Femme enceinte : pourquoi déteste-t-elle son mari pendant la grossesse ?

34% des femmes enceintes déclarent s’être, à un moment ou à un autre, senties submergées par une hostilité irrationnelle envers leur conjoint. Ce chiffre n’est ni anecdotique ni marginal : il dit quelque chose de la violence silencieuse qui peut surgir là où l’on attend le plus d’harmonie. Les tensions, loin de saboter la préparation à l’arrivée d’un enfant, s’invitent dans le quotidien de nombreux couples, parfois sans prévenir.

Les bouleversements hormonaux, les attentes qui se télescopent, les peurs enfouies : tout cela façonne une expérience partagée par bien plus de futurs parents qu’on ne l’imagine. Qu’importe que le couple ait toujours semblé solide : la grossesse remet tout en jeu, redistribue les rôles, secoue les certitudes. Difficile d’y échapper, et inutile de culpabiliser : ce passage à vide concerne autant les amoureux fusionnels que les duos plus discrets.

Quand la grossesse bouleverse l’équilibre du couple

Impossible d’ignorer l’effet tremblement de terre que provoque la grossesse dans la vie à deux. Les repères se déplacent, les règles du jeu changent, parfois dans la douleur. Bouleversements hormonaux, corps qui se transforme, projection vers l’inconnu de la parentalité : tout s’imbrique, et la tension grimpe. La perception du partenaire évolue, souvent sans prévenir. Chez les Bédouins Ghrib, la famille entière s’active autour de la femme enceinte : la grossesse n’est jamais une histoire privée, c’est l’affaire de tous, du clan, de la communauté.

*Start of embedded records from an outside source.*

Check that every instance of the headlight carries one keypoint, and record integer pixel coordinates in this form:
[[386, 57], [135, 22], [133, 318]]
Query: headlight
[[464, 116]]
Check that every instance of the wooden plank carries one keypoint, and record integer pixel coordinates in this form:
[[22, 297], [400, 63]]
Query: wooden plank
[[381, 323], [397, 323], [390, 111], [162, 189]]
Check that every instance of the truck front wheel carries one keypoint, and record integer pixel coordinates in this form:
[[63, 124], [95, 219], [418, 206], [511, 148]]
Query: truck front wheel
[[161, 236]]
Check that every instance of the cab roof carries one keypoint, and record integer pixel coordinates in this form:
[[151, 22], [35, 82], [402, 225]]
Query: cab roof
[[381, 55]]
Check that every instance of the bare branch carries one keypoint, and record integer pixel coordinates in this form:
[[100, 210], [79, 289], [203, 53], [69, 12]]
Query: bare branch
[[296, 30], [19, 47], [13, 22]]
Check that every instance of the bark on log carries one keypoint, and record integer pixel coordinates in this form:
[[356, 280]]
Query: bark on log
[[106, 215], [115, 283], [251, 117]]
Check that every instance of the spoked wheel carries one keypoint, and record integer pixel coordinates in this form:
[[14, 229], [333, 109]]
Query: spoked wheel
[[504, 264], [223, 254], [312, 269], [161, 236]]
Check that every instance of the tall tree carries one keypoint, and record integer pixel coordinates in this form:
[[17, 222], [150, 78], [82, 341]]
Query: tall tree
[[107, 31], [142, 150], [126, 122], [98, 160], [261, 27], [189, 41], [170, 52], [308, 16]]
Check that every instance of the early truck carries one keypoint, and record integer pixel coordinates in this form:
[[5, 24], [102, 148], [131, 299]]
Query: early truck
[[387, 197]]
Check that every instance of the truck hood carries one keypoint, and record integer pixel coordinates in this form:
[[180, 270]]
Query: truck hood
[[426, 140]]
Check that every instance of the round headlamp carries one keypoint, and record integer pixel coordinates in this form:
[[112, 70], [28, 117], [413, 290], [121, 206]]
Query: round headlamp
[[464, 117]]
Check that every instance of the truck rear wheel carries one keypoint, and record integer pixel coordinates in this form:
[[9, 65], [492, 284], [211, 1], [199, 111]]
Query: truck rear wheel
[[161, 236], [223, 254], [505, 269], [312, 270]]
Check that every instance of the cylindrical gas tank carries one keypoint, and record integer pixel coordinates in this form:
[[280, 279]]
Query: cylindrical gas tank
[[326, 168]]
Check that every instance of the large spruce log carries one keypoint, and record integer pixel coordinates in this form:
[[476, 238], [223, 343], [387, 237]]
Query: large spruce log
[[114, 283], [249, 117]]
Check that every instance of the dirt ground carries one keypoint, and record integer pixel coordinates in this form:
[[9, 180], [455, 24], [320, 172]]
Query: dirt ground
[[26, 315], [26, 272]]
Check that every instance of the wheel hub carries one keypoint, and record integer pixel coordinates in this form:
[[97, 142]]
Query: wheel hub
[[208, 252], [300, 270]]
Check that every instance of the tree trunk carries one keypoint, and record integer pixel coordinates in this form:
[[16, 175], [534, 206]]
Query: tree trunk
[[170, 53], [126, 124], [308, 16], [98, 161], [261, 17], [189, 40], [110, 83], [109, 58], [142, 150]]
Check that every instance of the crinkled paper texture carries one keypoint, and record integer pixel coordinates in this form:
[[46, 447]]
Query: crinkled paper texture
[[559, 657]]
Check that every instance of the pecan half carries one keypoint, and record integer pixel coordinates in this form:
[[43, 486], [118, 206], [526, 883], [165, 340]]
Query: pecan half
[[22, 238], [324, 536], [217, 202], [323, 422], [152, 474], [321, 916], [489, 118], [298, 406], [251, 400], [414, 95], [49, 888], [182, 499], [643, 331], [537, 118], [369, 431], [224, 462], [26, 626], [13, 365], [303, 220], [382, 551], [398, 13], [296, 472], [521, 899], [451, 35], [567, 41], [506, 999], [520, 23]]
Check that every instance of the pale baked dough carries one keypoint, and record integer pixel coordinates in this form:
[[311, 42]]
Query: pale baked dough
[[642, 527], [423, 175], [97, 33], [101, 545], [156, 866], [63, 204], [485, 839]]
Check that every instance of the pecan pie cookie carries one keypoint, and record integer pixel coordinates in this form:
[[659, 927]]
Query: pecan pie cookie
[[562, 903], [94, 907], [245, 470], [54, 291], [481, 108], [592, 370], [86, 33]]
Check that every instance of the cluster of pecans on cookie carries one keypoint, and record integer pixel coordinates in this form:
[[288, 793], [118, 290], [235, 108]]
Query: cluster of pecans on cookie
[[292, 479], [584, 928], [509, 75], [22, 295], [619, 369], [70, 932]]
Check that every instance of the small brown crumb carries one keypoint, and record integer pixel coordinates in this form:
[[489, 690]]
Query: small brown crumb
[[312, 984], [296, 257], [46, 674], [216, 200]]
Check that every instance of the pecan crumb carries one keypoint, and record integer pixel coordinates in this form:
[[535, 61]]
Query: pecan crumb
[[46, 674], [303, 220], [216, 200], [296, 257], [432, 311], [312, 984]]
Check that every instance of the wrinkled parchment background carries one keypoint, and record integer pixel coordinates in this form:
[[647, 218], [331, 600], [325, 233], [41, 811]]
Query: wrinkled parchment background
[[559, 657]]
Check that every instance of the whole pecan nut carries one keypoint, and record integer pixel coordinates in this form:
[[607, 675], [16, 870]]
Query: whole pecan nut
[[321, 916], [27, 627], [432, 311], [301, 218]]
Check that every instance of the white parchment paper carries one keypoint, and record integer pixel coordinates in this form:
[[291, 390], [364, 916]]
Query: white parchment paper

Face à ce chamboulement, le mari avance à tâtons. Son rôle vacille entre vouloir soutenir et ne pas savoir comment, entre maladresse et bienveillance. La grossesse, ce n’est pas une promesse de sérénité : la joie de devenir parent s’accompagne d’inquiétudes, de doutes, parfois d’un sentiment d’impuissance. L’épouse, elle, peut soudain voir son compagnon sous un nouveau jour : l’agacement émerge, l’irritation couve, et parfois l’hostilité pointe. Ce glissement tient à la nécessité de se recentrer, de protéger son espace et celui du bébé à venir.

Dans certaines cultures, la maternité élève la femme, mais l’attente d’un enfant devient une pression : la stérilité fait planer une menace sur l’équilibre du couple. Pour conjurer le sort, on multiplie les rituels : porter un h’irz, s’immerger dans des bains d’herbes, chercher à sécuriser la grossesse au-delà du rationnel. Le couple, lui, doit composer avec ces attentes parfois contradictoires, sur fond d’épreuve émotionnelle.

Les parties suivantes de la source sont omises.